Wednesday, 12 May 2010

Waste not - want not

I was bought up to be thrifty and not to waste anything that had any 'life, use or wear' left in it and my Mum and Dad also taught me how to 'make do and mend'. Because I had two brothers and two sisters, money was tight in our household and we all accepted that we couldn't have the material things that other kids had. This didn't bother any of us as we had the most important gifts of all, we were loved and we all had each other. Perhaps this sounds corny to today's youngsters but that was how it was and I don't think any of us would have changed a thing.
My Dad used to grow most of the vegetables that we ate and Mum kept hens for eggs. All the vegetable peelings were cooked up and mixed with mash for the chickens (it had quite a pong but they loved it) and they also had the cabbage stalks hung up in their run so that they could pick over those too. If there was anything that could not be cooked up for the birds it was put on the compost heap and recycled. Dad used to garden organically and that was more that fifty years ago so I do the same now.
No food was wasted in our house and Mum was a good cook so every meal time we all sat at the table and cleared our plates. We rarely had 'leftovers' and if we did, she was very good at stretching them and making them into a totally different dish for the next meal. Mum would have been horrified at the food that is wasted today and in many ways, the lessons I learned from her have stood me in good stead.
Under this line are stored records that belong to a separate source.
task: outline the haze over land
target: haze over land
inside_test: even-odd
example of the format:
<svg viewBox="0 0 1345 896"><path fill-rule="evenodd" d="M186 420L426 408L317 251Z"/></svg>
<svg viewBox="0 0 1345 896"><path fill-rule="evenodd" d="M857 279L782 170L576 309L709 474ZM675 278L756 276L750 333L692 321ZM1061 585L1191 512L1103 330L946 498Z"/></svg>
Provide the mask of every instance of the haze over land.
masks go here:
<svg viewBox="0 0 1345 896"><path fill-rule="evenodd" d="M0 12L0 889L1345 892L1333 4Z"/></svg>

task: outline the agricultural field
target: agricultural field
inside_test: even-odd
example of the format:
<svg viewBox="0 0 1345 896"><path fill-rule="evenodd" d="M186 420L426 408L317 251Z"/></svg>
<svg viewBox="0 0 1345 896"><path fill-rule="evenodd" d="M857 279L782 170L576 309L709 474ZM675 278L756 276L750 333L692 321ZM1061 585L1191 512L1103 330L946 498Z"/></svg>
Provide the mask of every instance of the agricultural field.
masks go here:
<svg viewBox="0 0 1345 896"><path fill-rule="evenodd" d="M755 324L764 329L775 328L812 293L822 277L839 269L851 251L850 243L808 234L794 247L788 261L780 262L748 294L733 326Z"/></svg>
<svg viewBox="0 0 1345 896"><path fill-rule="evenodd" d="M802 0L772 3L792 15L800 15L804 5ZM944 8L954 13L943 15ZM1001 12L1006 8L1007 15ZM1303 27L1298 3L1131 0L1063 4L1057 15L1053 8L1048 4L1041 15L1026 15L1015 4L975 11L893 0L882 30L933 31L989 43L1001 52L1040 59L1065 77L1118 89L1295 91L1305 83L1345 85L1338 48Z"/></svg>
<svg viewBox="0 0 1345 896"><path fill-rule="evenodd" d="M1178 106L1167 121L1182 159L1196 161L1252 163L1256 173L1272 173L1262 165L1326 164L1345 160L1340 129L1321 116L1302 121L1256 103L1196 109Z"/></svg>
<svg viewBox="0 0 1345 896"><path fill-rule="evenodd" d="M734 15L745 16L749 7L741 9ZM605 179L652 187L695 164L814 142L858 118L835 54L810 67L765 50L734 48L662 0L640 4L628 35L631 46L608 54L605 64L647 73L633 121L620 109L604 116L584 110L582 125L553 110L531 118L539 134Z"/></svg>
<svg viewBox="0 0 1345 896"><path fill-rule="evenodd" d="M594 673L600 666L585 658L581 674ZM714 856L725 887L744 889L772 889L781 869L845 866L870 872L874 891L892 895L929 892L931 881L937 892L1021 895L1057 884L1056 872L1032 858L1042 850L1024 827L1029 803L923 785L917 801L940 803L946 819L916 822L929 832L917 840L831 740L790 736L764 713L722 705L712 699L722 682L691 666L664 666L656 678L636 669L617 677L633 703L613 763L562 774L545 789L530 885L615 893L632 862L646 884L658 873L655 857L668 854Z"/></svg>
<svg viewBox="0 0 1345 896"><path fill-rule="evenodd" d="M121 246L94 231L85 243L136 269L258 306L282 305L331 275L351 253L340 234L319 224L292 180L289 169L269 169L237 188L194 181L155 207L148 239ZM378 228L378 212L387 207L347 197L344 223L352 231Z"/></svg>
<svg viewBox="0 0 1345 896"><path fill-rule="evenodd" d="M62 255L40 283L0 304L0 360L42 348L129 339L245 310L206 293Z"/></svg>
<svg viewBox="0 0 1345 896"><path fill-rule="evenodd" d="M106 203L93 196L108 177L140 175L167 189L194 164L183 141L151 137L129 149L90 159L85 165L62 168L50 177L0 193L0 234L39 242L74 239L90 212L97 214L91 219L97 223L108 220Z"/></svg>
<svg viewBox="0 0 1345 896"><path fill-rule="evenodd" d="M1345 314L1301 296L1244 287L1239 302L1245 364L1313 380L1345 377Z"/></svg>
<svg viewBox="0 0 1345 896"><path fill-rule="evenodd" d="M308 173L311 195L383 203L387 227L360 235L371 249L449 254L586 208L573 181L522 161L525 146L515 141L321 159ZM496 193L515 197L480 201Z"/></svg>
That is why I have a lot of strange things in small bags in my freezer, a luxury my Mum never had as we didn't even own a fridge in those days. Because I live alone the freezer is my best friend. I cannot bear to throw away things like the odd chillie, or two inch piece of ginger or even the half bunch of chopped herbs so I freeze them in little containers or bags and use them up another day. When I make soups and casseroles I have always got a 'little something' in the freezer that I can use up so I saved the bottom of the asparagus spears that we had last week and I never, ever strain vegetables out of soup as some chefs do, everything gets blitzed in the blender and eaten. I don't do clear consommes or thin soups!